Il tema del privilegio, come realtà geografica e razziale esasperata dall’emergenza sanitaria, è il leitmotiv dei saggi che allargano la prospettiva sull’impatto sociale della pandemia. L’eccezione degli Stati Uniti, concentrandosi sull’analisi della situazione americana, introduce il tema politico della raccolta:

“La mappa del virus nei quartieri di New York diventa più rossa precisamente nelle stesse aree che si colorerebbero se la sfumatura di scarlatto misurasse non solo la  diffusione del contagio e la mortalità ma le fasce di reddito e la qualità delle scuole”

e qui la Smith pone alla nostra attenzione il primo crepaccio sociale: l’idea che questa congiuntura senza separazioni nette del mondo famigliare e professionale sia gestibile da tutti allo stesso modo. Che l’impatto della pandemia sulla vita quotidiana colpisca tutti ugualmente.

Il concetto stesso che “siamo tutti nella stessa barca” è un’ulteriore illusione, ci dice l’autrice inglese, dietro la quale si nasconde il fatto che “privilegio” può anche semplicemente significare non avere l’infografica sbagliata:

“essere al posto sbagliato, nel momento sbagliato, la pelle del colore sbagliato. Il quartiere sbagliato. Il CAP sbagliato, le idee sbagliate, la città sbagliata. La posizione sbagliata delle mani quando gli era stato chiesto di scendere dal veicolo. L’atteggiamento sbagliato verso l’agente di polizia (…)

in un chiaro riferimento al caso George Floyd, nel quale le ripercussioni del Covid sull’apparato respiratorio trovano la loro eco nel “I can’t breathe” del 25 maggio 2020, il tema sociale trova il suo culmine: è il saggio di chiusura, Il disprezzo come Virus . È l’altro virus, quello senza vaccino in vista, quello che – in America soprattutto – sembra davvero indebellabile: il razzismo.

Con il suo stile pulito, che segue il flusso di pensieri dell’autrice in modo limpido, ben strutturato e mai artificioso, Smith scava all’interno del dolore per scoprire come il languire di una generazione intera sia fatto di valori minimali, di piccole sofferenze e meschinità quotidiane che si condensano arrivando a un livello di saturazione che, gravando sul contesto, schianta l’individuo, e rivela una fragilità con la quale, soprattutto in questo periodo, non si può fare altro che venire a patti.
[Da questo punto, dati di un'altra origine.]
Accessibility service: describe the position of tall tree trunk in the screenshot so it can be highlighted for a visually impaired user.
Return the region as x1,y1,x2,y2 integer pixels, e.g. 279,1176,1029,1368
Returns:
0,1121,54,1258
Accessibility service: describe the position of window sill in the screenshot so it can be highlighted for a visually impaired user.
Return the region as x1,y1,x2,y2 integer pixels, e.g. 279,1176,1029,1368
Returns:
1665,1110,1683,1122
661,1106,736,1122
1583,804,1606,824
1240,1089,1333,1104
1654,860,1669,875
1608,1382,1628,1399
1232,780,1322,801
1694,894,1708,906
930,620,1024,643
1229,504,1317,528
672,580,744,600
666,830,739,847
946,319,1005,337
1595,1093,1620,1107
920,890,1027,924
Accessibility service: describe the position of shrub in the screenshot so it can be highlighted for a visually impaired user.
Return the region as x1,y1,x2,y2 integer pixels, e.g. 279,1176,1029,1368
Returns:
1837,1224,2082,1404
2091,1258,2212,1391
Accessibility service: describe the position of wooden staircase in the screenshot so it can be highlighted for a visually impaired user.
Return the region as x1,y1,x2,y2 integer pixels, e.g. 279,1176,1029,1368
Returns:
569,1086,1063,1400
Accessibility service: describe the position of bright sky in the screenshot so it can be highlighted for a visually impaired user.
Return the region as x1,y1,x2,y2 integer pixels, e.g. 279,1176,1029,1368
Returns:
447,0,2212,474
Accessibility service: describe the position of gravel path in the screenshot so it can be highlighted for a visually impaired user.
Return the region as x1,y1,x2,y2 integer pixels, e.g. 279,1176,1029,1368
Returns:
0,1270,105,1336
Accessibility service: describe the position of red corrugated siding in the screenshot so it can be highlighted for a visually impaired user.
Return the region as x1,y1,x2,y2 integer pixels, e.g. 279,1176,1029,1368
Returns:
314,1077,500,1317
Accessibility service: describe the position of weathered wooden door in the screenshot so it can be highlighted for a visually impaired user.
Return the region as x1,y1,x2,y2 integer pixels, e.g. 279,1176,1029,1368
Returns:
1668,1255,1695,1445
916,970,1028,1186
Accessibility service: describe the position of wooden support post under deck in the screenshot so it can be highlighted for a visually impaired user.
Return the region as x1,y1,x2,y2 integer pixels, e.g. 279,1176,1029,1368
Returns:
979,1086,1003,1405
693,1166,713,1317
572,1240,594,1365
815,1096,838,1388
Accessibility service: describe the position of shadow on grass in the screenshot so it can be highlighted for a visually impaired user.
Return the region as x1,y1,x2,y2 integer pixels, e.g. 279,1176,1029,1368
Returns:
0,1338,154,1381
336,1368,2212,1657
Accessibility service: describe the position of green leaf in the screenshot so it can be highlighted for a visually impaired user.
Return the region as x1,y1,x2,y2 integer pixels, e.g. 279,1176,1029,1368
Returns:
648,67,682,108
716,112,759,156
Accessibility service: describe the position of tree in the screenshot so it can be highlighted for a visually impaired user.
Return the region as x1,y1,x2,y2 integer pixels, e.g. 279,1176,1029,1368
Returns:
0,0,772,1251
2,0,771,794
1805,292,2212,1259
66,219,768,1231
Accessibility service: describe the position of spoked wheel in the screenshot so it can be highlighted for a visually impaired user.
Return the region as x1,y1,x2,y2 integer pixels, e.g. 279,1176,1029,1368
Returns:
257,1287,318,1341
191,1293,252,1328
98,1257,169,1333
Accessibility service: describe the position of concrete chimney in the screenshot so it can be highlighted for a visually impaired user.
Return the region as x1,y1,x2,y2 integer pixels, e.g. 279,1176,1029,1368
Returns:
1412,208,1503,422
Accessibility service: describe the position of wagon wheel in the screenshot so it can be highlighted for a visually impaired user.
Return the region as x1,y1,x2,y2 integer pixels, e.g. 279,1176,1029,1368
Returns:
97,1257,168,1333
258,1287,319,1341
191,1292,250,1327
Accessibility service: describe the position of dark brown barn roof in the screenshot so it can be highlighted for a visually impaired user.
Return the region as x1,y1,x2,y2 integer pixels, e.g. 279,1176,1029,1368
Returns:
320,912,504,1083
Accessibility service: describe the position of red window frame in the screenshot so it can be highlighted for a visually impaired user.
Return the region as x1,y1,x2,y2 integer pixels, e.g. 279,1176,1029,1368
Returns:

“Ma quando il giorno brutto della settimana alla fine arriva – e arriva per tutti- e con questo intendo quel particolare momento in cui la tua sofferenza, per quanto minuscola nel quadro generale delle cose, si dirige in maniera assoluta ed esclusiva su di te, come se fosse specificamente progettata per distruggere te e solo te, a quel punto magari varrà la pena concederti di ammettere la realtà della sofferenza, se non esattamente per te stesso, almeno in preparazione della prossima dolorosa videoconferenza, per evitare di alzare gli occhi al cielo, ridere o vomitare mentre senti raccontare quello che per un’altra persona evidentemente è il dolore.”

Il virus entra ed esce dalle istantanee di vita accostate dall’autrice, mostrandoci impietosamente limiti che già erano lì. È un libro sulla pandemia? Direi forse che questo è un libro sulla fallibilità dell’umano, rappresentato in uno dei momenti di maggiore fragilità della sua storia, le quinte della sua realtà sociale incapaci di nascondere i loro bordi di cartapesta, l’odore della tempera ancora bagnata che svela l’insensatezza dell’illusione che ne saremmo potuti uscire migliori.